Methods: A prospective, longitudinal, cohort study with a work-schedule modification intervention was performed. All EMS personnel employed by the City of Cleveland EMS were eligible for participation. EMS employees voluntarily completed an abbreviated medical personnel stress survey (MPSS-R), a 20- question validated stress-assessment tool, in September 1989, February 1991, and September 1991. A new scheduling pattern was introduced March 1991. At that time, 27 EMS employees volunteered to work the new schedule (12 hours/ shift: 3 days on/2 days off/2 days on/3 days off). The remaining 109 EMS employees remained on the old schedule (8 hours/shift: 6 days on/2 days off).
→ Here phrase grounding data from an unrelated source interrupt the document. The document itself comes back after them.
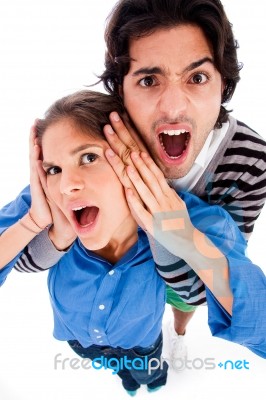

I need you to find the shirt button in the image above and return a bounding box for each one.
[99,304,105,310]
[94,329,99,333]
[99,340,103,343]
[96,335,102,339]
[109,270,115,275]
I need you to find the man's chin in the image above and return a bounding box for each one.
[159,162,192,180]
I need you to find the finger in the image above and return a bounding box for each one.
[130,152,167,205]
[139,152,171,193]
[37,160,49,196]
[139,152,186,209]
[110,112,146,152]
[103,124,134,166]
[126,188,153,234]
[105,148,134,189]
[126,165,160,213]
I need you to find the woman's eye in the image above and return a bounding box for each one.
[189,73,209,84]
[81,153,99,164]
[46,166,61,176]
[139,76,156,87]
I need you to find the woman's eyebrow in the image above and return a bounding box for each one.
[69,144,102,156]
[42,144,103,168]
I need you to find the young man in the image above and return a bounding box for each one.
[98,0,266,368]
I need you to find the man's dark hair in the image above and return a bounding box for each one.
[100,0,242,127]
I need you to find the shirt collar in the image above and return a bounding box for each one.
[193,130,214,168]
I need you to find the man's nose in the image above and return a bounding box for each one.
[60,170,85,195]
[158,83,188,117]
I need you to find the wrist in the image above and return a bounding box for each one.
[19,212,44,234]
[48,226,74,251]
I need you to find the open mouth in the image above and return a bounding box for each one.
[72,206,99,228]
[159,129,190,159]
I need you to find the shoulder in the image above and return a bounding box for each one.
[226,117,266,159]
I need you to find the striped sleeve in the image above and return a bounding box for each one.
[147,233,207,305]
[14,229,67,273]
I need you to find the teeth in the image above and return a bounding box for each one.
[162,129,187,136]
[72,206,87,211]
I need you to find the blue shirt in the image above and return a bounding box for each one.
[0,185,266,357]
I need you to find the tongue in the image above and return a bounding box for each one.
[79,206,99,226]
[162,134,187,157]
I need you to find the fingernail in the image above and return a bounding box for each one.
[111,112,120,122]
[141,152,148,158]
[126,188,133,197]
[106,149,115,157]
[105,124,114,135]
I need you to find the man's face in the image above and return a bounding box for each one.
[122,24,224,179]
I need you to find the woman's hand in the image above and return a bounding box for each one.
[30,124,76,250]
[29,124,53,228]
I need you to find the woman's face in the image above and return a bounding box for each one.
[41,118,133,251]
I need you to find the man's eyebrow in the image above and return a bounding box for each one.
[132,66,163,77]
[183,57,214,73]
[132,57,214,77]
[42,144,102,168]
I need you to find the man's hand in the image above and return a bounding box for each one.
[123,151,196,257]
[104,112,148,194]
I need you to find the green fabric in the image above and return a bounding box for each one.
[166,286,197,312]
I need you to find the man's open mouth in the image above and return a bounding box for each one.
[159,129,190,159]
[72,206,99,228]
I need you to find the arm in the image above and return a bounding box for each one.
[123,151,266,358]
[120,151,233,314]
[102,115,213,306]
[0,126,75,280]
[0,212,44,270]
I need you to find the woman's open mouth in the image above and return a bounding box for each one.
[72,205,99,232]
[158,129,190,160]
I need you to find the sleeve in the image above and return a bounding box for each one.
[200,208,266,359]
[206,256,266,359]
[0,185,31,285]
[147,232,207,306]
[148,192,266,358]
[14,229,68,273]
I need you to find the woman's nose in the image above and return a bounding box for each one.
[60,170,85,195]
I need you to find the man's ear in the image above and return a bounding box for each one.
[221,77,228,103]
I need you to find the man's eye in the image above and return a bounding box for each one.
[189,73,209,84]
[139,76,156,87]
[81,153,98,164]
[46,166,61,175]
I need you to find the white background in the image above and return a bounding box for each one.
[0,1,265,399]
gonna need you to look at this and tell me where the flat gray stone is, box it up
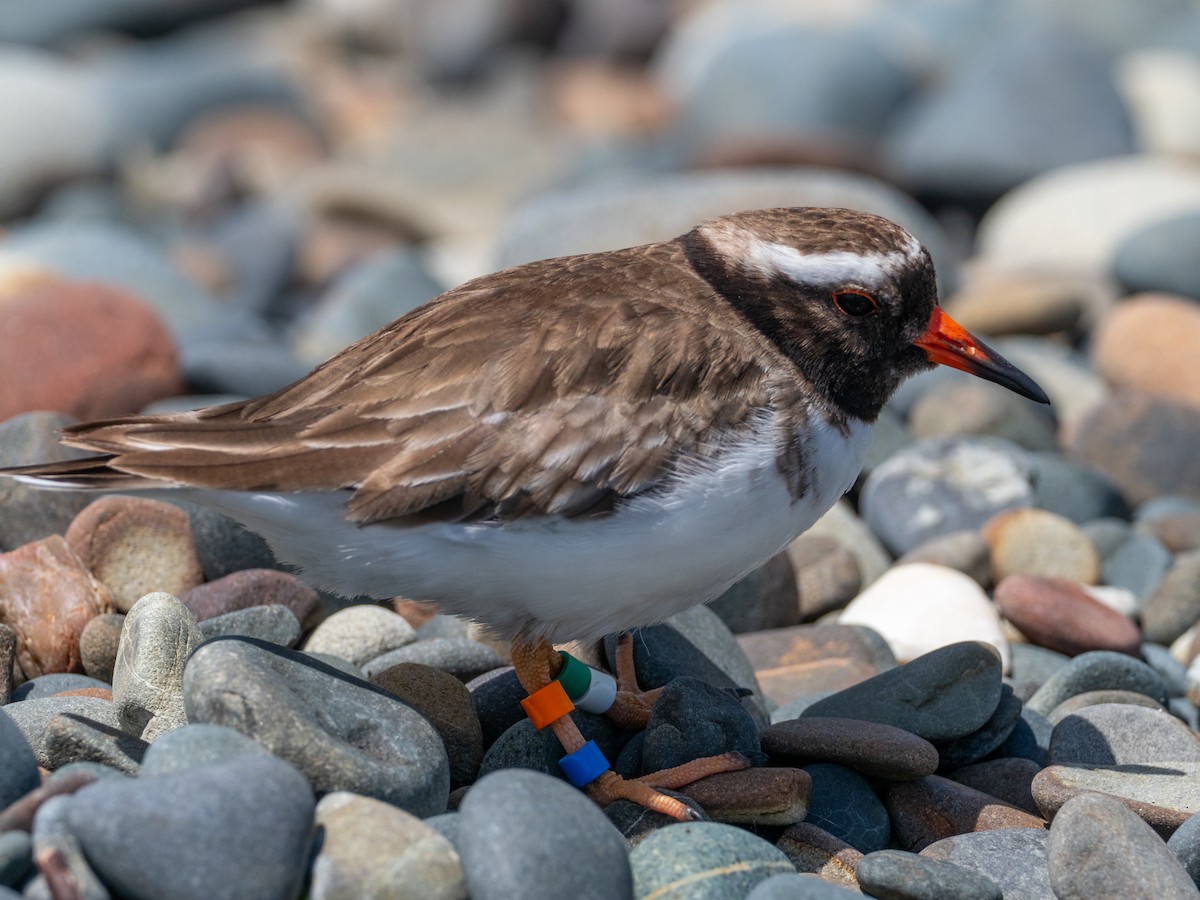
[858,849,1002,900]
[197,605,301,647]
[1049,703,1200,766]
[4,696,120,768]
[139,723,268,776]
[631,821,793,900]
[921,828,1054,900]
[1026,651,1168,717]
[183,637,449,817]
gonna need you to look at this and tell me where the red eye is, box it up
[833,290,878,317]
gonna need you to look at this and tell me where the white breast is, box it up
[186,412,874,642]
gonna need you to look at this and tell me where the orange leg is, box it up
[510,634,749,821]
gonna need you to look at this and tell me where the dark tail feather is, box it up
[0,456,156,490]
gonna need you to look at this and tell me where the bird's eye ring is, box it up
[833,289,878,317]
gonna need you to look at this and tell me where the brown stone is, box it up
[66,497,203,613]
[1092,294,1200,410]
[79,613,124,684]
[0,536,113,678]
[762,717,939,780]
[885,775,1047,852]
[0,622,14,704]
[392,598,440,630]
[1069,392,1200,505]
[0,281,183,420]
[787,535,861,620]
[179,568,320,628]
[54,687,114,701]
[370,662,483,788]
[736,624,890,706]
[1032,763,1200,838]
[944,270,1088,336]
[983,509,1101,584]
[1139,512,1200,553]
[680,767,810,826]
[994,575,1141,657]
[947,757,1043,815]
[775,822,863,888]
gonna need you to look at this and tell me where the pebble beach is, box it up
[3,1,1200,898]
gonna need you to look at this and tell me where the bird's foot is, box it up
[603,631,662,730]
[586,752,752,820]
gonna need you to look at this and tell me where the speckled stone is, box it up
[948,757,1043,815]
[1049,703,1200,765]
[920,829,1052,899]
[1142,552,1200,647]
[362,637,503,683]
[1047,792,1200,899]
[775,822,864,889]
[737,623,895,705]
[302,605,417,666]
[886,775,1047,852]
[857,849,1003,900]
[983,508,1101,584]
[1046,689,1167,724]
[78,613,124,684]
[1032,761,1200,835]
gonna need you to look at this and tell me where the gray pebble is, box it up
[4,697,120,768]
[921,828,1053,899]
[302,605,416,667]
[1026,651,1169,716]
[857,849,1002,900]
[198,604,302,647]
[42,713,147,775]
[631,821,793,900]
[362,637,503,683]
[0,708,39,809]
[1168,810,1200,889]
[139,723,268,776]
[12,673,110,702]
[746,873,860,898]
[1049,704,1200,766]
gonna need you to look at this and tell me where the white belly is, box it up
[184,415,874,642]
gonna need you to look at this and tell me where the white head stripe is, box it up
[742,237,922,287]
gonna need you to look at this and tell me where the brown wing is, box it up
[58,244,774,524]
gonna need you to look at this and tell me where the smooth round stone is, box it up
[292,247,443,365]
[920,829,1052,900]
[1049,704,1200,765]
[802,642,1004,743]
[942,270,1092,338]
[857,849,1003,900]
[371,662,484,788]
[0,534,114,679]
[1048,792,1200,899]
[1118,48,1200,157]
[948,757,1043,815]
[0,708,39,809]
[886,776,1046,853]
[178,567,319,628]
[1008,643,1071,696]
[746,873,860,898]
[882,24,1133,201]
[790,536,861,622]
[663,605,767,713]
[12,673,110,702]
[311,791,466,900]
[112,591,203,740]
[606,790,706,847]
[709,552,801,633]
[1167,810,1200,887]
[182,320,311,397]
[1026,452,1130,525]
[631,821,793,900]
[302,605,417,667]
[1032,761,1200,834]
[1142,552,1200,646]
[935,684,1023,769]
[1070,393,1200,506]
[737,623,895,706]
[0,830,32,891]
[198,604,302,647]
[1025,651,1169,716]
[976,155,1200,275]
[362,637,503,683]
[805,499,893,586]
[897,531,991,585]
[65,497,202,613]
[27,792,109,898]
[61,755,313,900]
[78,613,124,684]
[1138,498,1200,553]
[983,509,1101,584]
[908,380,1058,452]
[1142,642,1191,698]
[860,438,1034,556]
[1093,294,1200,409]
[184,505,281,583]
[642,676,762,773]
[774,822,863,888]
[682,768,810,827]
[803,763,891,854]
[0,411,93,551]
[460,770,632,900]
[42,712,147,774]
[838,563,1010,668]
[1047,690,1167,724]
[762,717,938,780]
[995,575,1141,657]
[184,637,449,817]
[5,696,120,768]
[139,723,268,777]
[1104,533,1173,601]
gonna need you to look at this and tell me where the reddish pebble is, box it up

Results: Mean MPSS-R stress scores increased significantly from September 1990 (61.9 +/- 7.87) to September 1991 (65.08 +/- 7.23) (p < 0.05). In September 1991, mean stress scores of EMS personnel working the new schedule (64.39 +/- 7.82) were not significantly lower than stress scores of EMS personnel working the old schedule (65.25 +/- 7.10).
Conclusion: Stress in EMS personnel increased despite a new schedule pattern designed to accommodate the preferences of EMS personnel.